Nagasaki Station (長崎駅, Nagasaki-eki) is a railway station in Nagasaki, Nagasaki Prefecture, Japan, operated by the Kyushu Railway Company (JR Kyushu). It is the terminus of the Nishi Kyushu Shinkansen and the Nagasaki Main Line, as well as the westernmost high-speed Shinkansen railway station in Japan.

The station is connected by the Kamome Shinkansen service and the Relay Kamome limited express to Hakata, and by the Seaside Liner rapid service to Sasebo. Nagasaki Electric Tramway services call at a stop in front of the station.

==Lines==
- Nishi Kyushu Shinkansen
- Nagasaki Main Line

==Station layout==
The conventional line station has two elevated island platforms serving five tracks. The Shinkansen station has two island platforms serving four tracks.

===Platforms===

| No. | Line Name | Direction | Notes |
Conventional Lines
| 1‍–‍5 | Nagasaki Line | for Isahaya・Ōmura・Huis Ten Bosch・Haiki・Sasebo |  |
| for Kikitsu・Isahaya・Kōhoku・Saga・Tosu |  |
Shinkansen
| 11‍–‍14 | Nishi Kyushu Shinkansen | for Isahaya・Shin-Ōmura・Takeo-Onsen | Service to Hakata via Relay Kamome, cross-platform transfer at Takeo-Onsen |

==History==
The station was opened on 5 April 1905 when the railway was extended from the former Nagasaki Station to the present station.

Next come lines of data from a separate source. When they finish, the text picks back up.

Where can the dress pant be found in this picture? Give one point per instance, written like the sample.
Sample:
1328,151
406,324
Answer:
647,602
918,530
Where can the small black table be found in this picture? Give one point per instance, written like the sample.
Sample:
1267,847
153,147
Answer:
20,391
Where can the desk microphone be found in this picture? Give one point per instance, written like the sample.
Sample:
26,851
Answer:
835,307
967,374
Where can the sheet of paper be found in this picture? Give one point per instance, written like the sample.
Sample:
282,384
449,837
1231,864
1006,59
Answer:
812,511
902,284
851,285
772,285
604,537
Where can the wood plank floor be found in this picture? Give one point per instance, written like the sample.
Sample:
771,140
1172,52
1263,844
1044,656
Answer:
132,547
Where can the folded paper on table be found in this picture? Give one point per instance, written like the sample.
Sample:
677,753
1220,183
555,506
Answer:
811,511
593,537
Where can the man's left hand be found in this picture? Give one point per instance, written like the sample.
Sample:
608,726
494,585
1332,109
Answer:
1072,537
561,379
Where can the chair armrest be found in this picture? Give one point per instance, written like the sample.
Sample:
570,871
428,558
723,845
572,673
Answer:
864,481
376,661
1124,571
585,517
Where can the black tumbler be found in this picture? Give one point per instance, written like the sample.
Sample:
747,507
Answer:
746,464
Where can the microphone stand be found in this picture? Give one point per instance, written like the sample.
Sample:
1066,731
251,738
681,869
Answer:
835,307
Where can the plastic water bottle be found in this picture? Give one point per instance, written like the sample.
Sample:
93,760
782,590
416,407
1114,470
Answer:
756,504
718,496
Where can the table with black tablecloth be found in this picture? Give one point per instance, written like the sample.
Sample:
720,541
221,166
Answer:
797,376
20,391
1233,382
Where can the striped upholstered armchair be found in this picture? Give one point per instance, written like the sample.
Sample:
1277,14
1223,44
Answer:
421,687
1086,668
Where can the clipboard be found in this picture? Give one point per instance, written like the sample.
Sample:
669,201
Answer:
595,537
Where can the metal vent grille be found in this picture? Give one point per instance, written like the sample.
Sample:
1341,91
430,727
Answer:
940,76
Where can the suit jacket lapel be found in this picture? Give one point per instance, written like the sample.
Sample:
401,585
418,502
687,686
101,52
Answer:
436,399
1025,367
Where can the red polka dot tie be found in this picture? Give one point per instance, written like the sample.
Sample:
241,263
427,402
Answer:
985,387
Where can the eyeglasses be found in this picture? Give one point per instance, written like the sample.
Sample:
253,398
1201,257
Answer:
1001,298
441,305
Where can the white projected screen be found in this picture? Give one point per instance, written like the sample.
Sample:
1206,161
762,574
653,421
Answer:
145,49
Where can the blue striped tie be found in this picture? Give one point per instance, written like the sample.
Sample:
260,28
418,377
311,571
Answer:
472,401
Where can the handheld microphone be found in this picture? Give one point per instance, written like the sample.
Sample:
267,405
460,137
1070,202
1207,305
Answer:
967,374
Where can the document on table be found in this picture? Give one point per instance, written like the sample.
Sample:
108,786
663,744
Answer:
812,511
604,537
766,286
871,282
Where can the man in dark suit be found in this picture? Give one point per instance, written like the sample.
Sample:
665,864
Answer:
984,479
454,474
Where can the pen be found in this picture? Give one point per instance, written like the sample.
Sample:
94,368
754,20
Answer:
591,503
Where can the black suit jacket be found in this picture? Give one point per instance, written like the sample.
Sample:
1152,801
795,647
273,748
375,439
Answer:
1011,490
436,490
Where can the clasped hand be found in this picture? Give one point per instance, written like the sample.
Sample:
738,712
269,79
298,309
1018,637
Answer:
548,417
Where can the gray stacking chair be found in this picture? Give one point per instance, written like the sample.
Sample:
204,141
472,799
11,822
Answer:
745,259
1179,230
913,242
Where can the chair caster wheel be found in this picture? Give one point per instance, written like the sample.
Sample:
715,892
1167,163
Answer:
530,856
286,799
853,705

The former station, opened in 1897, was renamed Urakami Station.

- 5 April 1905 - Opened by Kyushu Railway.
- 1 July 1907 - The railways are nationalized and the station becomes part of Japanese Government Railways.
- 12 October 1909 – Japanese National Railways (JNR) renames the line the Nagasaki Main Line (長崎本線).
- 9 August 1945 – Station damaged in the atomic bombing of the city.
- June 1969 – The elevated station is completed.
- 6 June 1976 – The track between Tosu and Nagasaki is electrified.
- 1 April 1987 – JNR is privatized and the station is inherited by JR Kyushu.
- 28 March 2020 - The station is rebuilt and is opened as a fully elevated station in preparation for the Nishi Kyushu Shinkansen.
- 23 September 2022 - The station is serviced by the Nishi Kyushu Shinkansen with new Shinkansen platforms.

==Surrounding area==
- Nagasaki Electric Tramway Nagasaki-Ekimae tram stop
- Nagasaki Ken-ei Bus Terminal
- JR Kyushu Nagasaki Railway Division Nagasaki transportation center
- National Route 202
- Amu Plaza Nagasaki
- Nagasaki Marriott
- Hilton Nagasaki
- JR Kyushu Hotel Nagasaki
- Hotel New Nagasaki
- Nishi Kyushu Daiichi Hotel
- Twenty-six Martyrs of Japan
- NHK Nagasaki Broadcasting Station
- Nagasaki Chūō Post Office

==Passenger statistics==
In fiscal 2016, the station was used by an average of 10,650 passengers daily (boarding passengers only), and it ranked 13th among the busiest stations of JR Kyushu.